A solução foi buscar apoio do Centro Federal de Educação Tecnológica (Cefet) para desenvolver o protótipo com viabilidade comercial. O primeiro projeto a ser desenvolvido pelo novo parceiro será o protótipo de uma cadeira anti-refluxo. O Cefet será responsável pelo estudo de viabilidade econômica do projeto e análise dos custos do material e demais aspectos de mercado. Só depois desses resultados, será possível partir para a identificação das empresas eventualmente interessadas no produto. “Os investimentos no desenvolvimento do produto são quase iguais ou maiores que os investimentos em pesquisa”, constata Maria Celeste. “E esse é, hoje, o nosso maior gargalo.”

Do lado das grandes empresas, a situação é diferente. A Petrobras, por exemplo, com um faturamento anual de US$ 20 bilhões, é a campeã de registros de patentes. A empresa coleciona um total de 643 patentes concedidas no Brasil e 1.498 no exterior em pelo menos dez países. A Petrobras tem a titularidade das patentes. “Somos o maior gerador de tecnologia no país”, garante Marta Metello Jacob, consultora técnica do Setor de Comercialização de Tecnologia e Propriedade Industrial.

O Setor de Comercialização de Tecnologia funciona há 30 anos e a empresa já tem bem desenvolvida uma cultura de proteção aos seus esforços de inovação tecnológica. O desenvolvimento das pesquisas pode ser acompanhado pelo Setor por meio da Intranet. “Padronizamos os procedimentos para o envio do relatório do que a invenção representa em termos de melhoria de custo ou tempo de trabalho”, detalha a consultora. Esses relatórios servem de base para a fundamentação do documento de depósito da patente que é elaborado pelo Setor de Comercialização, também responsável pela confirmação da originalidade do projeto. “Trabalhamos com 80% de certeza”, ela diz.

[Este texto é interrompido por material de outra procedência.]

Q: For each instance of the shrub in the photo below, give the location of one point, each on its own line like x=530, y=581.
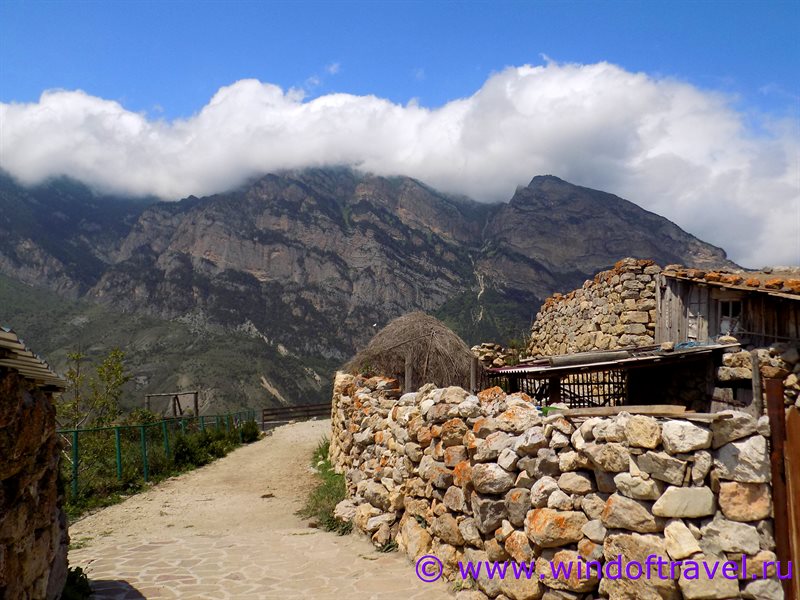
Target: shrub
x=77, y=585
x=250, y=432
x=330, y=490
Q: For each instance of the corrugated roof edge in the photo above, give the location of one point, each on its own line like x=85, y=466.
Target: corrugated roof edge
x=16, y=356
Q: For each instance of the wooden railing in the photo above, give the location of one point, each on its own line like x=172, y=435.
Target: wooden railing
x=279, y=414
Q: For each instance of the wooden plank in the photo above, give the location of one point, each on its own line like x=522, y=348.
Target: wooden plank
x=792, y=469
x=607, y=411
x=780, y=509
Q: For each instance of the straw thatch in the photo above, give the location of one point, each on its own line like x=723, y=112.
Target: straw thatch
x=435, y=353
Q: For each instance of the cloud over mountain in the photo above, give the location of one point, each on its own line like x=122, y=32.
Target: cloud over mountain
x=682, y=152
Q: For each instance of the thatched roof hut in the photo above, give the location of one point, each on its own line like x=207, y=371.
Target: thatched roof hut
x=419, y=345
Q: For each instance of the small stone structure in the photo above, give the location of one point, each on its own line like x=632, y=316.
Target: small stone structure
x=33, y=527
x=488, y=478
x=616, y=309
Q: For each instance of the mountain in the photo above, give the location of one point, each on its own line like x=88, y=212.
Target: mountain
x=314, y=261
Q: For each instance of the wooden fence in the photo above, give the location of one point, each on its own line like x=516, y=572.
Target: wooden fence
x=282, y=414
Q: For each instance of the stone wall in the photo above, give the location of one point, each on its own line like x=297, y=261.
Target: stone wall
x=616, y=309
x=33, y=528
x=487, y=477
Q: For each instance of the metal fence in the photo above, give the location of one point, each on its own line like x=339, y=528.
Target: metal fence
x=103, y=459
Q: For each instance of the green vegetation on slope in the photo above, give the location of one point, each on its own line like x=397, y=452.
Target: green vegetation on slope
x=164, y=356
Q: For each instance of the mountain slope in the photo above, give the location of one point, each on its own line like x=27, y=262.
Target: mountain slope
x=315, y=260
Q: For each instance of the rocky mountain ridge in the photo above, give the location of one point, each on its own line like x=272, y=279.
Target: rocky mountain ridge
x=315, y=260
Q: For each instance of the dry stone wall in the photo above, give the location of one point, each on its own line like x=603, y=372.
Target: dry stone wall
x=489, y=478
x=33, y=528
x=616, y=309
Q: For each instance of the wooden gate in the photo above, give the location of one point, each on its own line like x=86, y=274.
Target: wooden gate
x=792, y=468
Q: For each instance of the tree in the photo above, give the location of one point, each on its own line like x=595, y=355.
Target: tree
x=92, y=400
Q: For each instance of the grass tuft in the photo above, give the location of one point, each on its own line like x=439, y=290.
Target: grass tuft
x=329, y=491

São depositadas patentes de inovações tecnológicas que já estão em operação nos diversos centros de operações da empresa. “Fazemos isso para evitar que outras empresas usem a nossa tecnologia sem pagar ou desenvolvam projetos semelhantes e nos impeçam de continuar usando o nosso”, explica Marta Metello Jacob.Mais que isso, o depósito de patentes no exterior tem o objetivo de divulgar a imagem da Petrobras e do Brasilno exterior. “Faz mais efeito do que pagar uma página inteira de anúncio no The New York Time “, ela afirma. “Funciona como uma espécie de marketing da empresa e do Brasil no exterior.”

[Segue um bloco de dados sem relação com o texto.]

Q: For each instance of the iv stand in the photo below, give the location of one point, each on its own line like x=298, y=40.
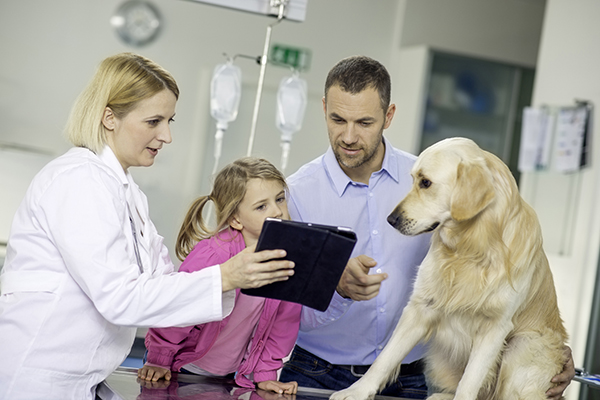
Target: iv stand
x=263, y=66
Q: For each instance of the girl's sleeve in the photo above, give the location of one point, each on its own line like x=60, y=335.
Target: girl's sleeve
x=279, y=343
x=164, y=343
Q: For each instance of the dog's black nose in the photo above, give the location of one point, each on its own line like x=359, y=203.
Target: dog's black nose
x=394, y=220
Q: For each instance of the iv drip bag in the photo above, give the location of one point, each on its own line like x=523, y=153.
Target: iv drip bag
x=291, y=104
x=225, y=93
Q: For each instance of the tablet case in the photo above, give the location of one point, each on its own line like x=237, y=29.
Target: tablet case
x=320, y=254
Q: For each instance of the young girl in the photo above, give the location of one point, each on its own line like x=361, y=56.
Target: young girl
x=259, y=332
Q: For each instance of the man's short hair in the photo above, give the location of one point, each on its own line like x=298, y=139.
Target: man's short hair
x=357, y=73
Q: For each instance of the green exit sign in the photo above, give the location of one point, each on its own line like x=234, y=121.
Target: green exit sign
x=291, y=56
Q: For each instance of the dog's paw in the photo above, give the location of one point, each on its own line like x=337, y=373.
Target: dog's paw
x=352, y=393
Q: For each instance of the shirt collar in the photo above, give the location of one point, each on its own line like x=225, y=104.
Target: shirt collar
x=341, y=180
x=108, y=157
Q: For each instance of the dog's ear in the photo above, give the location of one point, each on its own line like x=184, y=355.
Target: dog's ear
x=473, y=192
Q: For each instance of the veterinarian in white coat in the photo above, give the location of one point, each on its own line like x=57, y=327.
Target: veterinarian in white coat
x=85, y=265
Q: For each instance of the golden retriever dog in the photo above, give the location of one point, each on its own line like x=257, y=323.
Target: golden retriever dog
x=484, y=297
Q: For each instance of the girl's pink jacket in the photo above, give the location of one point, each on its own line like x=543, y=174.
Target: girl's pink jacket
x=273, y=339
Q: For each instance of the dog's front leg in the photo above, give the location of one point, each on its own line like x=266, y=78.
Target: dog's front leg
x=484, y=356
x=412, y=327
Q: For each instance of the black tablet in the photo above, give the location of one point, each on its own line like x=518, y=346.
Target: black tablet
x=320, y=254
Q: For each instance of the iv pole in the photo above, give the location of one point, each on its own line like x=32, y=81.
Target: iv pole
x=263, y=66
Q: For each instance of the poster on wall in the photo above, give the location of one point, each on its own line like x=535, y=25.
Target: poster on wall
x=571, y=130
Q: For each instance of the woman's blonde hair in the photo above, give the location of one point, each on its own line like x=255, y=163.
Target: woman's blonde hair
x=120, y=83
x=228, y=192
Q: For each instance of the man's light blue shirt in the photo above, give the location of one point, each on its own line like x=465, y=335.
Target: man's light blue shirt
x=351, y=332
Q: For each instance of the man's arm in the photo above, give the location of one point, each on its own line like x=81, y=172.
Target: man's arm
x=356, y=283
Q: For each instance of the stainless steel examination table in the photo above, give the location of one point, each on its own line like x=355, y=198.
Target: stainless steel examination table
x=124, y=385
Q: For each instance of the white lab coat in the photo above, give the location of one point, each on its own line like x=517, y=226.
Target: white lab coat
x=71, y=291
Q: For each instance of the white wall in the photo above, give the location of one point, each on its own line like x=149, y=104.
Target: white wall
x=507, y=31
x=49, y=50
x=568, y=66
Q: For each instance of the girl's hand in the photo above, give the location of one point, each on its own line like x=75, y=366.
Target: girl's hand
x=152, y=373
x=248, y=269
x=279, y=387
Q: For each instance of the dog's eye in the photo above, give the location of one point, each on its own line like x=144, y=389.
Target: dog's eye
x=425, y=183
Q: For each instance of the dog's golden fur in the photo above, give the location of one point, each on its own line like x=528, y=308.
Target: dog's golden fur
x=484, y=297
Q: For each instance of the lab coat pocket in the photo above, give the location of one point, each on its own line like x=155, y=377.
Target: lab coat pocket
x=37, y=383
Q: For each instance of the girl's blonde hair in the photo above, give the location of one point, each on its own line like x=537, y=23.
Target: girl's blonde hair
x=228, y=192
x=120, y=83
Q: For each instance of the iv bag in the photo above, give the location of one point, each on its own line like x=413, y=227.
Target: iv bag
x=225, y=93
x=291, y=104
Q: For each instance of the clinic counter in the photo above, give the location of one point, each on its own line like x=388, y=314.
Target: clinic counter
x=124, y=385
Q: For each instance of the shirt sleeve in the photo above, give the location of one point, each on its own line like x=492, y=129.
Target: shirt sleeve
x=84, y=212
x=279, y=343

INPI: em busca do tempo perdido

José Graça Aranha, que há menos de um ano ocupa o cargo de presidente do Instituto Nacional da Propriedade Industrial (INPI), tem pela frente um grande desafio: recuperar a credibilidade e reorganizar os serviços de atendimento aos usuários do órgão. “O INPI estava nas páginas policiais, sem rumo, sem uma missão ou política definidas”, ele afirma.

Quando ele assumiu o cargo, em junho do ano passado, 40 mil processos de registro de patente e 240 mil pedidos de registro de marcas se acumulavam nas estantes. “A desmotivação dos funcionários contribuía para o atraso”, diz. Mas ele atribui a morosidade do Instituto a problemas gerenciais e administrativos e à “forma como era vista a questão das patentes”. Ele conta, por exemplo, que determinados processos considerados “sensíveis” eram esquecidos. Outros tantos dependiam de parecer do Serviço Nacional de Informações (SNI), já extinto. “Encontramos processo de 1985, sem solução.”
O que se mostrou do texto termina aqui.